This week I got two books out of the library. Well, I got more than two, but these two are the ones I want to talk about. One was The Queen of Attolia by Megan Whalen Turner, which I have read before, and the other one was The Princess and the Hound by Mette Ivie Harrison.
I read The Queen of Attolia first and it was every bit as good as I remembered it. In fact, better. (I love it when that happens!) I put it down with a sense of having gone so deep into the story that it was going to be hard to come back up to real life. Then I read The Princess and the Hound. It started out with some great possibilities, and I was getting rather excited to see where it would end up, but in the middle it started throwing me off. As I got closer and closer to the end, I found myself falling farther and farther out of the story, so when I reached the end I was merely reading words on the page. I wanted to throw it across the room! But I couldn't, because it was a library book and I didn't have any money to pay for it if I ripped it.
And it got me thinking: how some books can totally draw you into the story and others don't even skim the surface.
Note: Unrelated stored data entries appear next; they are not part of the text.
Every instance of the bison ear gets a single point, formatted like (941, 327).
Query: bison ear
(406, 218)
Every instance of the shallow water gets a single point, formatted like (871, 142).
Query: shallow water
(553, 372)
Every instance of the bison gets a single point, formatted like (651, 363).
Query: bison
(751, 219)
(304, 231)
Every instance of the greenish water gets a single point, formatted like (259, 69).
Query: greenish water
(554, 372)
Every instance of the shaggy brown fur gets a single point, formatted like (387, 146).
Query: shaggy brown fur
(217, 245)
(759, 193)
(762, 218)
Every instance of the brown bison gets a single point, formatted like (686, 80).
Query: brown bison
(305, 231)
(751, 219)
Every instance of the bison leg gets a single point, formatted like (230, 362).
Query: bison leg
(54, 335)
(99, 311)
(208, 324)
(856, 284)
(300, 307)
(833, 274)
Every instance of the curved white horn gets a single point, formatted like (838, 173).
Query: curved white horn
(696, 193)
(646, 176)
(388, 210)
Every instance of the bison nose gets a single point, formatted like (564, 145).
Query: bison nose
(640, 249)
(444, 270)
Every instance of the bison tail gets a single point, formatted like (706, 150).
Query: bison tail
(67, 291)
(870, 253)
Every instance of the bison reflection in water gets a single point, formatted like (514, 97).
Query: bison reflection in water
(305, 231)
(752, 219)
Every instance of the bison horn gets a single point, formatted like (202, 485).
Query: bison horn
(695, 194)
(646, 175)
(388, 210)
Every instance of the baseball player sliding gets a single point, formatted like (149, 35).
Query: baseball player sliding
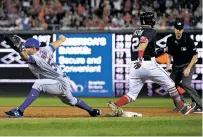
(145, 67)
(50, 77)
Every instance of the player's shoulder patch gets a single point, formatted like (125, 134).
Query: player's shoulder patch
(138, 32)
(143, 39)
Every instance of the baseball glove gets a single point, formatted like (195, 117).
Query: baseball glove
(160, 52)
(14, 41)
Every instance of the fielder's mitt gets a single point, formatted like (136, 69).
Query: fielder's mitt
(14, 41)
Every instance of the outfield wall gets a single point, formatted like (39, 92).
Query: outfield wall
(97, 63)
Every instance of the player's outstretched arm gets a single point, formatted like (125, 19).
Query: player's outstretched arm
(58, 42)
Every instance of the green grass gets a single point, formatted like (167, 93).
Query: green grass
(94, 102)
(145, 126)
(164, 126)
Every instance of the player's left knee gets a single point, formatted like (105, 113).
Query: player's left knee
(73, 101)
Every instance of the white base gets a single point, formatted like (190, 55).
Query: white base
(131, 114)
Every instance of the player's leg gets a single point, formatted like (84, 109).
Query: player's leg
(159, 76)
(69, 99)
(135, 85)
(176, 76)
(186, 82)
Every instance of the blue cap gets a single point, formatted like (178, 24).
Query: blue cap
(31, 43)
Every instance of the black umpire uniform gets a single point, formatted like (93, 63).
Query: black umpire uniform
(182, 50)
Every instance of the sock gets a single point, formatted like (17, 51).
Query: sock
(173, 92)
(122, 101)
(33, 95)
(83, 105)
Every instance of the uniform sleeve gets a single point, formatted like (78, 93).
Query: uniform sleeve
(168, 47)
(192, 46)
(38, 61)
(30, 60)
(50, 49)
(147, 36)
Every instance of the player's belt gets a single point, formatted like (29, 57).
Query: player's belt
(147, 58)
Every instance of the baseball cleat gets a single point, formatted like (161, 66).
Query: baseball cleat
(95, 112)
(188, 108)
(115, 110)
(176, 109)
(197, 110)
(14, 113)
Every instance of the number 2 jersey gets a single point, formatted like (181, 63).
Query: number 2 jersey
(143, 34)
(44, 66)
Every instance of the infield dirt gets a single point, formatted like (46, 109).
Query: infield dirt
(63, 112)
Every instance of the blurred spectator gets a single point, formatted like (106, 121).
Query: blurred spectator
(96, 14)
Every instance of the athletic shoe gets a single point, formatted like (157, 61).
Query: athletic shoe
(116, 111)
(197, 110)
(188, 108)
(95, 112)
(176, 109)
(14, 113)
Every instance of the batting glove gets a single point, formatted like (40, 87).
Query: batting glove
(138, 63)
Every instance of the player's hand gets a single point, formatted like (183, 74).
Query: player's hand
(167, 69)
(186, 72)
(138, 63)
(62, 38)
(14, 42)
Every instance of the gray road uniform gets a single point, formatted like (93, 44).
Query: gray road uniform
(50, 77)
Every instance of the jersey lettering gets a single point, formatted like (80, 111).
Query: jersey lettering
(135, 44)
(138, 32)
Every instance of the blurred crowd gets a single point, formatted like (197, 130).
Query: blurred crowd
(96, 14)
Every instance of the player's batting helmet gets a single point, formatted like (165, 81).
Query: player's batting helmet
(147, 18)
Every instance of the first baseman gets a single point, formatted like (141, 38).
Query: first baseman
(50, 77)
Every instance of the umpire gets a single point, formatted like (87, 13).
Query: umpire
(184, 54)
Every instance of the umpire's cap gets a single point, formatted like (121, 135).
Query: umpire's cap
(31, 43)
(178, 24)
(147, 18)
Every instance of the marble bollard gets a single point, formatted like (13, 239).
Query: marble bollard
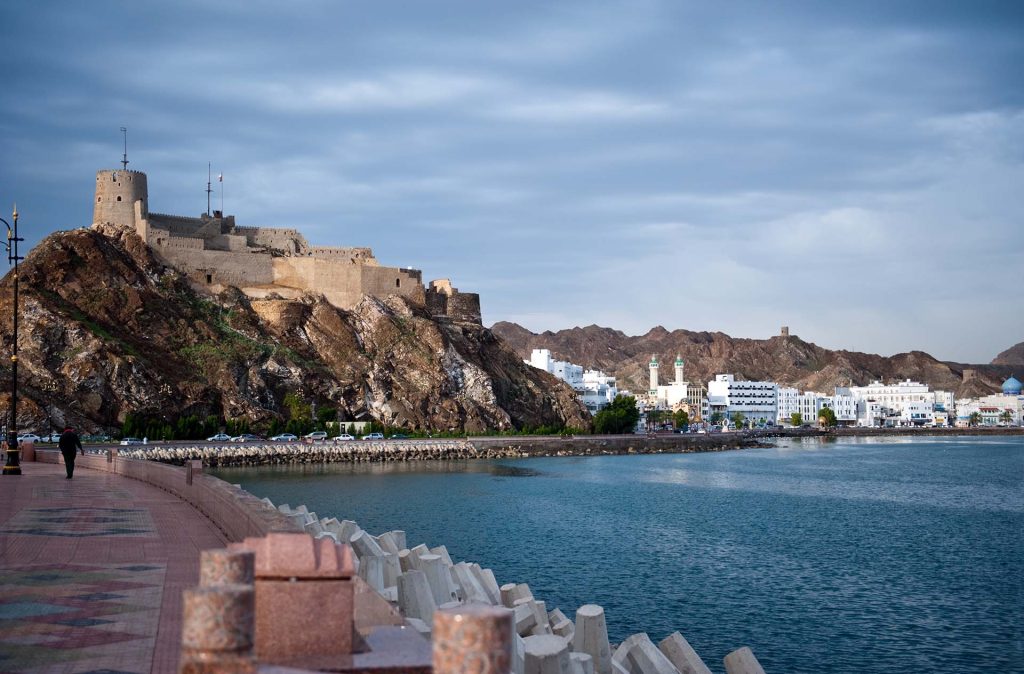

What makes some books so great and others quite stupid? Part of it is the plot, I suppose. Good books often have great sub-plots as well as main plots to keep my mind active and interested. And the plot has to be relatively believable and consistent in order for me to keep reading. Without a plot, there's no story, right? But I think a lot of it has to do with the details of the author's writing. Really good books, I often find, are the ones where the author has thought about his/her writing. Not just dashing the ideas down on a page, but really sitting back and thinking about the exact words that will best convey the meaning. And mixing up the sentence structures so that the writing does not get stale.
Most often, what will make or break a good book for me are the details of a writing. Whether the author has taken trouble to really write a story so that it opens up in front of me, or if he's just recording his thoughts on paper.
As Snoopy so aptly put it, "Good writing takes an enormous amount of concentration."